NSU-Terrorzelle: Hilflos im Dunkeln getappt
Die Aktion wirkte wie ein Zeichen der Entschlossenheit. Die Bundesanwaltschaft ließ am Donnerstag in Hessen, Thüringen und Sachsen Wohnungen und andere Objekte durchsuchen. Ziel sei es gewesen, Beweismittel zu finden, um die Herkunft der Waffen des NSU weiter aufzuklären, hieß es. NSU ist bekanntlich das Kürzel für „Nationalsozialistischer Untergerund“. In Sachsen sei die Wohnung einer möglichen Unterstützerin gescannt worden, die als Beschuldigte geführt werde, teilte die Bundesanwaltschaft weiter mit. Von den Durchsuchungen in Hessen und Thüringen seien zwei Personen betroffen, die nicht beschuldigt würden. Festnahmen gab es keine.
Die Sicherheitsbehörden wollen Stärke demonstrieren. Diese Stärke wurden in den Jahren schmerzlich vermisst, als der NSU zehn Menschen umbrachte. Warum und weshalb das so war, machte gestern Wolfgang Geier im zuständigen Untersuchungsausschuss des Bundestages deutlich. Der 57-Jährige war Leiter der Sonderkommission „Bosporus“. Ihr oblag die Aufklärung der Morde.
Dabei konnte man die Nöte des Mannes sogar nachvollziehen. Immer wieder hätten Unbekannte die Lokale türkisch- oder griechisch-stämmiger Kleinunternehmer betreten, sagte er. Sie hätten die Waffe erhoben, geschossen und seien dann wieder gegangen. Zwar nutzten die Täter in vier Fällen Fahrräder. Es habe jedoch keine Tatortspuren und keine Bekennerschreiben gegeben. „Da ist es natürlich ganz schwer“, betonte der Kriminalist, der schilderte, wie man zunächst auf organisierte Kriminalität getippt, später allerdings auch ein ausländerfeindliches Motiv nicht mehr ausgeschlossen habe.
Konsequent ist man Letzterem indes nicht nachgegangen. Geier musste deshalb ein ums andere Mal gestehen, was alles schief lief. Auch seine persönliche Glaubwürdigkeit geriet ins Wanken.

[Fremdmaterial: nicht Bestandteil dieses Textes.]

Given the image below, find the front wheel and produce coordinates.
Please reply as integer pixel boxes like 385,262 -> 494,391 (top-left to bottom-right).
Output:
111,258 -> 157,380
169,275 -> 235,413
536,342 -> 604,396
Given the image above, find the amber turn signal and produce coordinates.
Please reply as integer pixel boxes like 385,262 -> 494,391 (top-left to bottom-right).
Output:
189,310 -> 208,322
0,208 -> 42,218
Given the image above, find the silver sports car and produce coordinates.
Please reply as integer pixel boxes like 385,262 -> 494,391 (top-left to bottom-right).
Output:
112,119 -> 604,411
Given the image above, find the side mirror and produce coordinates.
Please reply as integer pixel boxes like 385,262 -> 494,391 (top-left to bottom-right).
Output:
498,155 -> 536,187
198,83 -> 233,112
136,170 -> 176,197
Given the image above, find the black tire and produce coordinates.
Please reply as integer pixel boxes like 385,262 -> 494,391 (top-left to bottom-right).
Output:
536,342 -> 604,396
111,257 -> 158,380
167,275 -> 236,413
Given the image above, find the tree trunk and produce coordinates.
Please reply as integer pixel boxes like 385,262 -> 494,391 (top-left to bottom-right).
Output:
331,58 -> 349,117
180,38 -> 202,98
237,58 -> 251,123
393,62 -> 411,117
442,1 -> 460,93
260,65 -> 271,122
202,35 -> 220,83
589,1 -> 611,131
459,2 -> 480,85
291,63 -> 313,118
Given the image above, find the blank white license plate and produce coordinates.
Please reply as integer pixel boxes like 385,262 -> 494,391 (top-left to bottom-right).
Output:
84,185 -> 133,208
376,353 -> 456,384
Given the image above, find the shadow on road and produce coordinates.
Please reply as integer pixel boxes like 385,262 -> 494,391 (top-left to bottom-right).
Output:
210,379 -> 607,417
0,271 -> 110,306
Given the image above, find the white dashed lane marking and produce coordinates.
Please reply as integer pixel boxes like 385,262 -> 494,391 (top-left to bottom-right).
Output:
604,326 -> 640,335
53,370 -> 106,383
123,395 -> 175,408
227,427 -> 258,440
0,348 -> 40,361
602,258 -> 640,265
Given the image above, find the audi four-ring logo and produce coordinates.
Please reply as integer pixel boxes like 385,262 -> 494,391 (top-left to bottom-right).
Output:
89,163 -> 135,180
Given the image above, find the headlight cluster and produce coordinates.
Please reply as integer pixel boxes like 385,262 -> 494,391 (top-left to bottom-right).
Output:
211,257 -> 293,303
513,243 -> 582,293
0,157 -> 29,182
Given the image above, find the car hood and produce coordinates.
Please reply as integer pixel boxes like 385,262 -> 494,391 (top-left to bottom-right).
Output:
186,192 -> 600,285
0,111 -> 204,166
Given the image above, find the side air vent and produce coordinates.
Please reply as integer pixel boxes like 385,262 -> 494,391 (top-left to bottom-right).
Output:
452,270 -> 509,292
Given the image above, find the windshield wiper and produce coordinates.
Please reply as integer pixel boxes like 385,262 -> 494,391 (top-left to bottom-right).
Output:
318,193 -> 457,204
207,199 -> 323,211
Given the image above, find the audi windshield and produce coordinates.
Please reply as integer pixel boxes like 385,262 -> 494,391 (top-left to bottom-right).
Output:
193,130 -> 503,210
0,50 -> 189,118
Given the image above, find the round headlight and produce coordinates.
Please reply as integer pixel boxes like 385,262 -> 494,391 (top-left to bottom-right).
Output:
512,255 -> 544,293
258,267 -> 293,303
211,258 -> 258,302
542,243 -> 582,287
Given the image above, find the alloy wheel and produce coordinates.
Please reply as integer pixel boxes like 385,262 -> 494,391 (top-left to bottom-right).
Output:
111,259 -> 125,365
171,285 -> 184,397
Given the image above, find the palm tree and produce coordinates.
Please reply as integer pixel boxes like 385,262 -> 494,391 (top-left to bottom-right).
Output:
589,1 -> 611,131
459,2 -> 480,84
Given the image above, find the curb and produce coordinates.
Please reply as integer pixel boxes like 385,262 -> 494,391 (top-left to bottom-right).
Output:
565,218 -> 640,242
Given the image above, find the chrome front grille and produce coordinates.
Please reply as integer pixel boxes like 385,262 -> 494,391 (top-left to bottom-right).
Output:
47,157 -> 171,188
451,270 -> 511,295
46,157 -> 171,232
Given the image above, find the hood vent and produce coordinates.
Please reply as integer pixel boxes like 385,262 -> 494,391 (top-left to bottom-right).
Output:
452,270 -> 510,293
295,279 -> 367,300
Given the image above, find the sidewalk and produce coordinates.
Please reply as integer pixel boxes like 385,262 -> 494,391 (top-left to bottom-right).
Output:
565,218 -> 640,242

So wandte sich die Sonderkommission zwar an das bayerische Landesamt für Verfassungsschutz, um Informationen über die 682 registrierten Rechtsextremisten aus dem Großraum Nürnberg einzuholen, weil die Mordserie dort ihren Ausgang genommen hatte. Es dauerte aber über ein halbes Jahr, bis der Verfassungsschutz die Informationen herausgab und insgesamt 16 Monate, bis sie ausgewertet waren. Der Ausschuss-Vorsitzende Sebastian Edathy (SPD) wollte wissen, warum denn nicht auch andere Landesverfassungsschutzämter angefragt wurden. Immerhin fanden die Taten verstreut über fünf Bundesländer statt. Geier hatte darauf keine befriedigende Antwort.
Stattdessen legte er dar, dass man um einen Ansprechpartner beim Bundesamt für Verfassungsschutz gebeten habe. Doch aus Köln sei keine Reaktion gekommen. Das Bundeskriminalamt (BKA) wiederum blieb bei den Ermittlungen größtenteils außen vor, mal weil das BKA es so wollte, mal weil die Länder es so wollten. Dass die amerikanische Bundespolizei FBI 2007 einen rassistischen Hintergrund vermutete, will der Franke nicht gewusst haben. Erstaunlich war zudem, dass sowohl das Magazin Focus als auch die Süddeutsche Zeitung einen solchen Hintergrund ausschlossen – unter Berufung auf Geier. Der wies das von sich und sprach nebulös von einer Medienstrategie. Angeblich wollte man die Republik nicht aufscheuchen mit der Vermutung, in Deutschland seien Menschen unterwegs, die reihenweise Ausländer niederschössen – nur weil sie Ausländer seien.
In der Sitzung trat also mindestens jenes „Koordinierungsversagen“ zutage, das nicht bloß der FDP-Politiker Hartfrid Wolff erkannt haben wollte. Von Unvermögen ist ebenfalls die Rede.